Pendidikan dalam arti sempit, ialah bimbingan yang
diberikan kepada anak didik sampai ia dewasa. Sedangkan pendidikan dalam arti
luas, ialah bimbingan yang diberikan sampai mencapai tujuan hidupnya, sampai
terbentuknya kepribadian muslim. Jadi pendidikan Islam, berlangsung sejak anak
dilahirkan sampai mencapai kesempurnaannya atau sampai akhir hidupnya.
Sebenarnya kedua jenis pendidikan ini (arti sempit atau arti luas) satu adanya.[12]
Sedangkan menurut undang-undang sistem pendidikan
nasional, pendidikan adalah usaha sadar dan terencana untuk mewujudkan suasana
belajar dan proses pembelajaran agar peserta didik secara aktif mengembangkan
potensi dirinya untuk memiliki kekuatan spiritual keagamaan, pengendalian diri,
kepribadian, kecerdasan akhlak mulia, serta keterampilan yang diperlukan
dirinya, masyarakat, bangsa dan negara.[13]
Adapun menurut Ahmad D. Marimba adalah “bimbingan
atau pimpinan secara sadar oleh si pendidik terhadap perkembangan jasmani dan
rohani si terdidik menuju terbentuknya kepribadian yang utama”.[14] Menurut
Achmadi mendefinisikan pendidikan Islam adalah “segala usaha untuk memelihara
dan mengembangkan fitrah manusia serta sumber daya insan yang berada pada
subjek didik menuju terbentuknya manusia seutuhnya (insan kamil) sesuai
dengan norma Islam atau dengan istilah lain yaitu terbentuknya kepribadian
muslim”.[15]
Azyumardi Azra
berpendapat, bahwa yang dimaksud dengan pendidikan adalah suatu proses dimana
suatu bangsa mempersiapkan generasi muda untuk menjalankan kehidupan dan untuk
memenuhi tujuan hidup secara efektif dan efisien.[16]
Menurut Prof. Dr. Hj. Zakiah Daradjat, hakikat pendidikan mencakup kehidupan
manusia seutuhnya. Pendidikan Islam yang sesungguhnya tidak hanya memperhatikan
satu segi saja, seperti segi akidah, ibadah atau akhlaknya saja, melainkan
mencakup seluruhnya, bahkan lebih luas dari pada itu semua. Dengan kata lain
pendidikan Islam memiliki perhatian yang lebih luas dari ketiga aspek tersebut.
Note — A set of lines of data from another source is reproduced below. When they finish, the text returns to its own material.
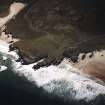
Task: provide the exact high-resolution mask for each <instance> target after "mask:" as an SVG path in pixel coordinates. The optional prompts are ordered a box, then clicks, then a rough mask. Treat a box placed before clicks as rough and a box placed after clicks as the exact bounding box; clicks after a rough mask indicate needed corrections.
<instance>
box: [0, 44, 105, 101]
mask: <svg viewBox="0 0 105 105" xmlns="http://www.w3.org/2000/svg"><path fill="white" fill-rule="evenodd" d="M1 48H2V49H3V51H2V49H1ZM0 51H1V52H4V53H6V54H9V55H12V54H11V53H8V45H7V44H6V43H5V44H4V42H0ZM12 56H17V55H16V53H15V54H13V55H12ZM33 65H34V64H30V65H21V63H17V62H15V61H14V60H13V67H14V69H13V71H14V72H15V73H17V74H18V75H20V76H25V77H26V78H27V79H28V80H29V81H32V82H33V83H34V84H35V85H37V86H38V87H42V88H43V89H44V90H45V91H46V92H48V93H51V94H54V95H57V96H59V97H63V98H64V99H67V100H71V99H72V98H75V99H85V100H87V101H88V100H91V99H93V98H95V97H96V96H97V95H99V94H105V87H104V86H102V85H100V84H98V83H96V82H95V81H93V80H91V79H89V78H87V77H84V76H83V75H81V74H79V73H76V72H73V71H76V70H75V68H73V67H72V66H71V65H70V64H67V63H66V62H62V63H61V64H60V65H59V66H52V65H51V66H49V67H45V68H40V69H39V70H37V71H34V70H33V69H32V66H33Z"/></svg>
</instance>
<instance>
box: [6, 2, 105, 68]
mask: <svg viewBox="0 0 105 105" xmlns="http://www.w3.org/2000/svg"><path fill="white" fill-rule="evenodd" d="M104 4H105V2H104V1H103V0H100V1H98V0H95V1H94V0H91V1H88V3H87V2H84V1H83V0H66V1H65V0H53V1H51V0H37V1H36V0H33V1H32V3H30V4H29V5H28V6H27V7H26V8H25V9H24V10H23V11H21V12H20V13H19V14H18V15H17V16H16V18H15V19H14V20H11V21H10V22H9V23H7V32H11V33H12V34H13V35H14V36H15V37H17V38H20V39H21V40H20V41H19V42H16V43H14V44H13V46H14V47H19V49H20V52H21V53H22V55H21V56H22V59H23V62H25V64H28V63H32V62H35V61H37V60H41V59H44V61H42V62H41V63H39V64H38V65H37V66H34V68H39V67H41V66H46V65H50V64H59V63H60V62H61V60H62V59H63V58H64V57H67V58H70V59H71V60H72V61H73V62H77V60H78V56H79V54H80V53H89V52H92V51H95V50H101V49H105V42H104V39H105V19H104V18H105V15H104V10H105V7H104Z"/></svg>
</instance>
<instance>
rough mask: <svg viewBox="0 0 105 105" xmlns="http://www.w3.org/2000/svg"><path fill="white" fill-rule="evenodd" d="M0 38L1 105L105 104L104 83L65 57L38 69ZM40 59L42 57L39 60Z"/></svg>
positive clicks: (72, 104)
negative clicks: (65, 60) (66, 59)
mask: <svg viewBox="0 0 105 105" xmlns="http://www.w3.org/2000/svg"><path fill="white" fill-rule="evenodd" d="M18 57H19V56H18V55H17V54H16V52H15V51H12V52H9V44H7V43H6V42H4V41H0V105H105V86H103V85H101V84H98V83H96V82H95V81H94V80H92V79H91V78H89V77H86V76H84V75H81V74H80V73H78V72H77V71H78V70H77V69H76V68H73V67H72V66H71V65H70V64H67V63H66V62H64V61H62V62H61V64H59V65H58V66H54V65H50V66H49V67H43V68H40V69H38V70H34V69H32V67H33V65H35V64H37V63H34V64H29V65H22V64H21V63H20V62H17V59H18ZM39 62H40V61H39Z"/></svg>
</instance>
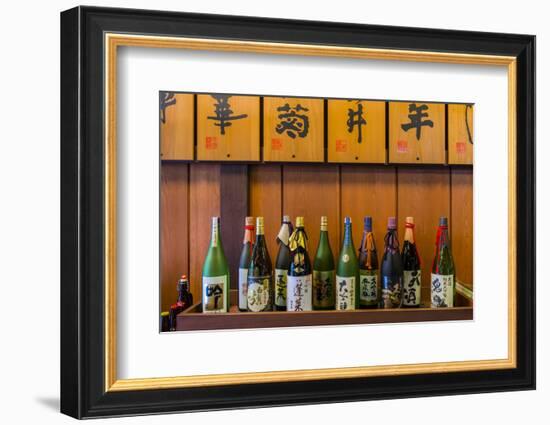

Hal ini menjadi titik tekan bagi Prof. Dr. Hj. Zakiah Daradjat, karena baik
pendidikan Nasional maupun pendidikan Islam pada umumnya hanya memfokuskan pada
salah satu aspek saja[17].
Dalam hidup ini manusia tidak bisa
terlepas dari pendidikan, baik pendidikan umum maupun pendidikan Agama, karena
pendidikan itu sangat dibutuhkan dan menjadi perhatian orang dimana saja. Dalam
pengertian yang luas pendidikan dapat diartikan "sebagai sebuah proses
dengan metode-metode tertentu sehingga orang memperoleh pengetahuan, pemahaman,
dan cara bertingkah laku yang sesuai dengan kebutuhan."[18]
Pendidikan dapat membawa pembaharuan
kondisi hidup manusia lebih baik dari pada sebelumnya. Dengan demikian kita
bisa mengangkat nama baik keluarga dan masyarakat. Dalam hal ini sudah menjadi
tugas dan kewajiban masyarakat, bangsa dan Negara untuk melihat kelangsungan
pendidikan itu sendiri demi terwujudnya bangsa yang terhormat.[19]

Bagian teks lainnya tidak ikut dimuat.